802.11, referred to in full as IEEE 802.11, is a set of standards created by the Institute of Electrical and Electronics Engineers LAN/MAN Standards Committee (IEEE 802) to govern wireless networking transmission methods. It was developed for computer communication in wireless local area networks (WLAN) in the 5 GHz and 2.4 GHz public spectrum bands.
The term "802.11" may often be considered synonymous to "wireless fidelity" or "Wi-Fi," but the Wi-Fi Alliance has determined that the two terms describe slightly different sets of overlapping standards. 802.11 specified two raw data rates of 1 and 2 Mbps, transmitted through infrared (IR) signals (which is still part of the standard but is without actual implementations), frequency hopping or direct-sequence spread spectrum in the Industrial Scientific Medical frequency band at 2.4 GHz.
802.11 encompasses a family of amendments (named by suffixing a letter of the alphabet, e.g. 802.11a, 802.11b, 802.11c, etc.), each a revision of the one preceding it. Its most popular protocols are 802.11b and 802.11g, which both use the 2.4 GHz band, sometimes making them prone to interference from microwave ovens and cordless telephones.

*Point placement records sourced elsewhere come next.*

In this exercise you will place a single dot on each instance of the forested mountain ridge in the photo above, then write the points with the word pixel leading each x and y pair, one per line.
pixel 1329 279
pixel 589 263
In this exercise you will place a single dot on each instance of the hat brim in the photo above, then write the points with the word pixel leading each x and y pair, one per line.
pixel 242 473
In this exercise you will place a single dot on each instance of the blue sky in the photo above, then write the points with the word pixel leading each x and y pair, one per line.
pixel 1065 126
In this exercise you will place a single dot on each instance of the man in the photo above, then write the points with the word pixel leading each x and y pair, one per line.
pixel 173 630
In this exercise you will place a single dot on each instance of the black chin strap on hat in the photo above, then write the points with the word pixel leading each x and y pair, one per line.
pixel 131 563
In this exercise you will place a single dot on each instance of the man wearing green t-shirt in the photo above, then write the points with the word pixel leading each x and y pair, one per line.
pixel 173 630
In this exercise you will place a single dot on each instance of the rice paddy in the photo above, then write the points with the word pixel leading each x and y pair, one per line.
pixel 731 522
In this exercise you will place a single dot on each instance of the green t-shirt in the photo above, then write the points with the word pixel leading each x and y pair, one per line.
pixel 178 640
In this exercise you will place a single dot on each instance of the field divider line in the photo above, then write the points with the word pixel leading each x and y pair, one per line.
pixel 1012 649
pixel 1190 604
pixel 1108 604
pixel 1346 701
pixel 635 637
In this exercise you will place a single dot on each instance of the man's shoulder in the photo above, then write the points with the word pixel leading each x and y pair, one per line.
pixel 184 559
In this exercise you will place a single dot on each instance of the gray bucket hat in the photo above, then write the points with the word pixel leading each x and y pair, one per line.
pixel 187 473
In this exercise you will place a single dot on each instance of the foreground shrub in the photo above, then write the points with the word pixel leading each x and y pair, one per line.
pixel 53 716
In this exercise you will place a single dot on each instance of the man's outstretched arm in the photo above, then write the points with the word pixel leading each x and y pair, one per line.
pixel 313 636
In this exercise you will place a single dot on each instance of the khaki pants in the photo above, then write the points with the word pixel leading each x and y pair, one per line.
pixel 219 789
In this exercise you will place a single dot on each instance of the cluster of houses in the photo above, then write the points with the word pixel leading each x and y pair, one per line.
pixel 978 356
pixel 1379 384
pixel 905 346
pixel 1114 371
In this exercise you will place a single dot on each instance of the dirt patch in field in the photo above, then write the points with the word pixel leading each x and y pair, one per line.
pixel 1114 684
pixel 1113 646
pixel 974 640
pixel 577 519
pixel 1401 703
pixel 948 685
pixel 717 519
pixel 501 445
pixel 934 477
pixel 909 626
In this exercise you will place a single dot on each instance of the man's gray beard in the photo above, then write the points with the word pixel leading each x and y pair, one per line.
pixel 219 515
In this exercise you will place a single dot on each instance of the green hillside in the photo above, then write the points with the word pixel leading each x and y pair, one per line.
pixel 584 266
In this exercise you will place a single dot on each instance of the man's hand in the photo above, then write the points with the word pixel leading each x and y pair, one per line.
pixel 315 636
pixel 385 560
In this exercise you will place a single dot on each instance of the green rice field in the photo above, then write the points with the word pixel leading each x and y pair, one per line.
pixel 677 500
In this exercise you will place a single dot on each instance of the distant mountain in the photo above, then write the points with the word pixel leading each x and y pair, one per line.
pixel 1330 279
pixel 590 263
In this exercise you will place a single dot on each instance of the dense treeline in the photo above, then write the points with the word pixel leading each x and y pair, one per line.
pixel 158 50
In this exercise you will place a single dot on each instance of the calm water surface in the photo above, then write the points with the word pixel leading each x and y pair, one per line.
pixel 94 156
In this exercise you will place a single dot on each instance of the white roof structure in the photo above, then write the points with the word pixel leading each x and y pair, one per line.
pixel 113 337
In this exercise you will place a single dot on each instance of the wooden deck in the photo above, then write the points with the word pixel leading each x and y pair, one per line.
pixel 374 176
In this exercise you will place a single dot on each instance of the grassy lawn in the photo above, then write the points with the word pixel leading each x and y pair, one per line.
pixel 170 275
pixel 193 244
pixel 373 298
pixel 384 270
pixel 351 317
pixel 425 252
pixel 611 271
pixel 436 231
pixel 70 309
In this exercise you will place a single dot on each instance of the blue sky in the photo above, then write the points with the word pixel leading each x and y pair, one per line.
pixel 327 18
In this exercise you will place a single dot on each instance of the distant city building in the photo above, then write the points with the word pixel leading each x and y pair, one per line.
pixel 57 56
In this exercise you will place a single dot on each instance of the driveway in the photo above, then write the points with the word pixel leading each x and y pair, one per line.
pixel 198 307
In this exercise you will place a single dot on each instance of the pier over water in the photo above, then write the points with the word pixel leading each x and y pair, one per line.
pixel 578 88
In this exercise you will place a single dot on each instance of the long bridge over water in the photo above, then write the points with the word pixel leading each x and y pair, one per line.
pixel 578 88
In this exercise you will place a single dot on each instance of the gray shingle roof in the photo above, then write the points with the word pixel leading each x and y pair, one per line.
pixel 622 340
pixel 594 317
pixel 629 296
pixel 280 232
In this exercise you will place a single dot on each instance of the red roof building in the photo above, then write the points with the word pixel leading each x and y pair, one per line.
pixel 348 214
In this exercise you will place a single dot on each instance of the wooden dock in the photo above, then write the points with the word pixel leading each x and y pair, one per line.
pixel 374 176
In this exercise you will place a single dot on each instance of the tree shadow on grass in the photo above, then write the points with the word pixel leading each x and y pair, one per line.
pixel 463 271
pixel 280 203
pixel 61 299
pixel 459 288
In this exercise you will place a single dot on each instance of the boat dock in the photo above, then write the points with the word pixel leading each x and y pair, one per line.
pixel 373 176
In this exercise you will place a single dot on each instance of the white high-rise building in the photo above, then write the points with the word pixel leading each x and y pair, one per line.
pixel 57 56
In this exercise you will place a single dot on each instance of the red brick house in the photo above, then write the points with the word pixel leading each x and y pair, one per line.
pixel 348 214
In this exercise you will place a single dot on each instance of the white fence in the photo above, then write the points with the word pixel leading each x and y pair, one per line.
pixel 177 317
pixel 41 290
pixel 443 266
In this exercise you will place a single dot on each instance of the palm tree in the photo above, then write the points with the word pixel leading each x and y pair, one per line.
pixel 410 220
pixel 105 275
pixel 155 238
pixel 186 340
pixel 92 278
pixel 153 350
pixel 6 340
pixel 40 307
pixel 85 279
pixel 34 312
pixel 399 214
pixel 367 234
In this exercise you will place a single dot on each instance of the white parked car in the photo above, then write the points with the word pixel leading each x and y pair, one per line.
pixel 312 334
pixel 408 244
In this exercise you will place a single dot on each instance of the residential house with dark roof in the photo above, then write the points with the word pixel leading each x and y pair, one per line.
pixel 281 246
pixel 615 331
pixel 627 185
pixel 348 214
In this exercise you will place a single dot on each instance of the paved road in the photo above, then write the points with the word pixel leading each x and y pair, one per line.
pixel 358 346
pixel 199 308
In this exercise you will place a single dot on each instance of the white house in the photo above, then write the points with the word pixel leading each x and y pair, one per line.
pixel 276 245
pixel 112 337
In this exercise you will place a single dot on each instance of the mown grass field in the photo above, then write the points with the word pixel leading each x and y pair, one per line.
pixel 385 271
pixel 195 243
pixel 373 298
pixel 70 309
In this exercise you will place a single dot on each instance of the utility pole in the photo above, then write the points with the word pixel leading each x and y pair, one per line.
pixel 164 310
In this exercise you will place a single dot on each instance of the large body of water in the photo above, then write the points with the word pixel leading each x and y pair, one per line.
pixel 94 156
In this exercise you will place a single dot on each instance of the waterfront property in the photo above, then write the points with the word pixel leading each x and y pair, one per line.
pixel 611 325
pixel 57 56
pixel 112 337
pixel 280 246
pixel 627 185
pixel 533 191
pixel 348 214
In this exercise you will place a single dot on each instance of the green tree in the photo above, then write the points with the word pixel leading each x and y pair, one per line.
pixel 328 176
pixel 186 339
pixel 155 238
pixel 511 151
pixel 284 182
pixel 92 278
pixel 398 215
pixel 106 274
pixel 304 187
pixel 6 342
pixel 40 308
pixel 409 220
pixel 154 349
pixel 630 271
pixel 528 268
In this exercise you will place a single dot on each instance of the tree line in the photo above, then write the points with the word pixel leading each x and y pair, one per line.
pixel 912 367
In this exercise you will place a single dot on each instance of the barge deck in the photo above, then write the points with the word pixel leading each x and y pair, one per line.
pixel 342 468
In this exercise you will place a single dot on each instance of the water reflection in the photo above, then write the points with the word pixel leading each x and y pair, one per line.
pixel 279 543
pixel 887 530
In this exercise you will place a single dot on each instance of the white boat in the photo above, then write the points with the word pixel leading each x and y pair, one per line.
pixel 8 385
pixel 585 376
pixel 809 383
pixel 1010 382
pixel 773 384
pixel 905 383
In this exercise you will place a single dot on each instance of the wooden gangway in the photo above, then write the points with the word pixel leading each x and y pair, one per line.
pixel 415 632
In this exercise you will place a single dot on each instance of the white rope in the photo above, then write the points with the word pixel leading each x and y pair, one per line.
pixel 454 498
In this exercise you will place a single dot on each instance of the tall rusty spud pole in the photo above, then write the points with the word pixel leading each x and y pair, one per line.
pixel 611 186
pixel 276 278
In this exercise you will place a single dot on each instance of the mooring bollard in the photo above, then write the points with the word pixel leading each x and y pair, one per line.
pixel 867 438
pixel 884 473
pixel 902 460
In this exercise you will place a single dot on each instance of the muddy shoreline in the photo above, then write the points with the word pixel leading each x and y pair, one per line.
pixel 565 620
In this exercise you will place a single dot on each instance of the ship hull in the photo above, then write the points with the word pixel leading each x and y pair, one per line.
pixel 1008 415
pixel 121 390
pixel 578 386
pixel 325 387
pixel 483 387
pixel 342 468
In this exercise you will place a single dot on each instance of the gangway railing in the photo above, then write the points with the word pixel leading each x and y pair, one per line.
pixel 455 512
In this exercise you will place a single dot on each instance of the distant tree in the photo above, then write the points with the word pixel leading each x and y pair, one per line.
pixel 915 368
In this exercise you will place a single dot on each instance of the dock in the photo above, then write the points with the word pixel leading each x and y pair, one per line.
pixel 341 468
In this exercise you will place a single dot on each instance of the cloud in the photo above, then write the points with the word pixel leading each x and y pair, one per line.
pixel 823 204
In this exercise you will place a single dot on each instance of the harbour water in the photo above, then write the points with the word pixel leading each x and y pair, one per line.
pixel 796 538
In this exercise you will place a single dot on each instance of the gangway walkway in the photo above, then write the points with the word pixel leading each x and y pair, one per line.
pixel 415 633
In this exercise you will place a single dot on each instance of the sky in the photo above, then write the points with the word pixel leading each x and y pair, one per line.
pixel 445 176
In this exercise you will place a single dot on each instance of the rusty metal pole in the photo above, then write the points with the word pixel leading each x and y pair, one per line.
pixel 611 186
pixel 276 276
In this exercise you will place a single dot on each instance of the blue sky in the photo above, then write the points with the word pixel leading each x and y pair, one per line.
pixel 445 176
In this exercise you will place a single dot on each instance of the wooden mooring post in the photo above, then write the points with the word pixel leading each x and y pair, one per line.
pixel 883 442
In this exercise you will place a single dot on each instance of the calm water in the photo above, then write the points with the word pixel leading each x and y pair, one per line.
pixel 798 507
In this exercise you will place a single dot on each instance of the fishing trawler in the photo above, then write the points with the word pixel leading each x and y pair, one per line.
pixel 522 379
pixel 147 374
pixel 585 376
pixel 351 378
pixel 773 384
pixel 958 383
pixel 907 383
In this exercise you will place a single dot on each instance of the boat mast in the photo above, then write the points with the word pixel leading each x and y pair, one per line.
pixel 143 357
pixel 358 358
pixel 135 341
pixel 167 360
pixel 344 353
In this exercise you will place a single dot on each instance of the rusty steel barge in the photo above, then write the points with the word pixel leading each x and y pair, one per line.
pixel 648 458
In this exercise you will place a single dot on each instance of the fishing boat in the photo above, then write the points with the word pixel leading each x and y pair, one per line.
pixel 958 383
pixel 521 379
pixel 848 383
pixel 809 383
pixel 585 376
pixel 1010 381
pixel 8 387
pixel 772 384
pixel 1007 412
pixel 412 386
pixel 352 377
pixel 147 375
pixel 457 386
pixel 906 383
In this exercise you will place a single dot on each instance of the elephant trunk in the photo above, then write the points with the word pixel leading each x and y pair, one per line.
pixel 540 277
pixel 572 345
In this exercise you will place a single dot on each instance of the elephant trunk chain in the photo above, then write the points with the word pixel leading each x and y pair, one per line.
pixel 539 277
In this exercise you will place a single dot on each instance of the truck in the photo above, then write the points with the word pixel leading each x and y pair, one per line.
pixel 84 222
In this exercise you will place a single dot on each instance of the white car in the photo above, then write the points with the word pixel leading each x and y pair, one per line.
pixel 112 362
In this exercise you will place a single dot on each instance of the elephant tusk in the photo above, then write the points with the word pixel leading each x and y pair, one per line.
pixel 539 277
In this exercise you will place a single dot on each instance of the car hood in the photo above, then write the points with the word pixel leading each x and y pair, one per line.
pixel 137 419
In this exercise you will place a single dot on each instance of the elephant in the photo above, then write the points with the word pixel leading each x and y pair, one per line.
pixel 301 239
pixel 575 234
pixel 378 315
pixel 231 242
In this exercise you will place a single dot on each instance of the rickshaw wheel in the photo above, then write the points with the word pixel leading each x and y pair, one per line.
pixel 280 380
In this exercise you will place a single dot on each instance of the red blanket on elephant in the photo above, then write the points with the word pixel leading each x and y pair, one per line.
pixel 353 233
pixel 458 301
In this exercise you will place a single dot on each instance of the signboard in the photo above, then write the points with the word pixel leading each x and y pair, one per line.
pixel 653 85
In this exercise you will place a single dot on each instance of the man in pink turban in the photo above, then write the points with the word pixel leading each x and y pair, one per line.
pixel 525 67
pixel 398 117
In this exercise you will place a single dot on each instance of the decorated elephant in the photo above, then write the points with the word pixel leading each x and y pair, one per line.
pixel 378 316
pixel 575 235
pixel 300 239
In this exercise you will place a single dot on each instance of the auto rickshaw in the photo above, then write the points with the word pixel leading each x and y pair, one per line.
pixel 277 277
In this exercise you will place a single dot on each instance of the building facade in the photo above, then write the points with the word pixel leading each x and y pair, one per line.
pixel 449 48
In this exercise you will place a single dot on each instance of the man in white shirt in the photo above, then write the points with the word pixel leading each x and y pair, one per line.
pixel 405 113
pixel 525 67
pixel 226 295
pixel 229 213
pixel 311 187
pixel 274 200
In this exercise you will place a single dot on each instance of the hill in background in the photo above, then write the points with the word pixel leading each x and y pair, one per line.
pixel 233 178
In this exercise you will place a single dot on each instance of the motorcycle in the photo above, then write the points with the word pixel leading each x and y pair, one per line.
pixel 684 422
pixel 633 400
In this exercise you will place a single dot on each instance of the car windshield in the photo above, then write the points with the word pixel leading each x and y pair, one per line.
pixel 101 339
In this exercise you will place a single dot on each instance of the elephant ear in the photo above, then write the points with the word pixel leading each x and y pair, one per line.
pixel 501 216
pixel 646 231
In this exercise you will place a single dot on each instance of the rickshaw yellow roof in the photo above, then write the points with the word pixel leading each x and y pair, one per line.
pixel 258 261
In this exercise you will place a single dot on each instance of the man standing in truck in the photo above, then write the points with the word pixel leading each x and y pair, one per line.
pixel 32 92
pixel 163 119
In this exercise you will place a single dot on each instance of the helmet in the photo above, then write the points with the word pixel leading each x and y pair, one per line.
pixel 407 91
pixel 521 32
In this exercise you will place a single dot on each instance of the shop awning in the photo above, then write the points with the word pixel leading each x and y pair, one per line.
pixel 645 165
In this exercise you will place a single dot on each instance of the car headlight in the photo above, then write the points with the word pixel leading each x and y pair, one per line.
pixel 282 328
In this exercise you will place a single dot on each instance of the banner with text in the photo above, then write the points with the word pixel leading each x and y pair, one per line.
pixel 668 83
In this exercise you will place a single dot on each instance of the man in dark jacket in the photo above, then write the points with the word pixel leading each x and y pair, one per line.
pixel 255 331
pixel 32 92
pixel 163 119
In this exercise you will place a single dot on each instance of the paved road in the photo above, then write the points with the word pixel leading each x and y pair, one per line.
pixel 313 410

The first wireless networking standard is 802.11a, which uses a 5 GHz band; however, 802.11b was the first widely accepted one.
The first standard was actually known as "legacy mode," which specified Carrier Sense Multiple Access with Collision Avoidance (CSMA/CA) as its medium access method. However, 802.11 legacy mode it was considered more of a beta standard than an actual standard.
802.11n is a new amendment that is still under draft development. It features a new multi-streaming modulation technique, and products based on its pre-draft versions are already available on the market.
Other 802.11 amendments (c-f, h, j) are extensions or corrections to previous amendments. All 802.11 amendments are wireless modulation techniques that use the same basic protocol.
Original versions of 802.11 featured weak security to conform to some governments’ export requirements. The weaknesses in the 802.11 Wired Equivalent Privacy (WEP) security mechanism were brought to attention by a research paper from a group in the University of California, Berkeley.
Due to these security flaws, it was possible to intercept transmissions and gain unauthorized access to wireless networks. The 802.11i (also known as WPA2) amendment, developed by an IEEE task group and ratified in June 2004, featured an enhancement in security following government and legislative changes. Instead of RC4, which was the encryption standard for WEP, 802.11i uses government-strength encryption in Advanced Encryption Standard (AES). WPA2 (AES PreShared Key) is the recommended encryption for modern consumers.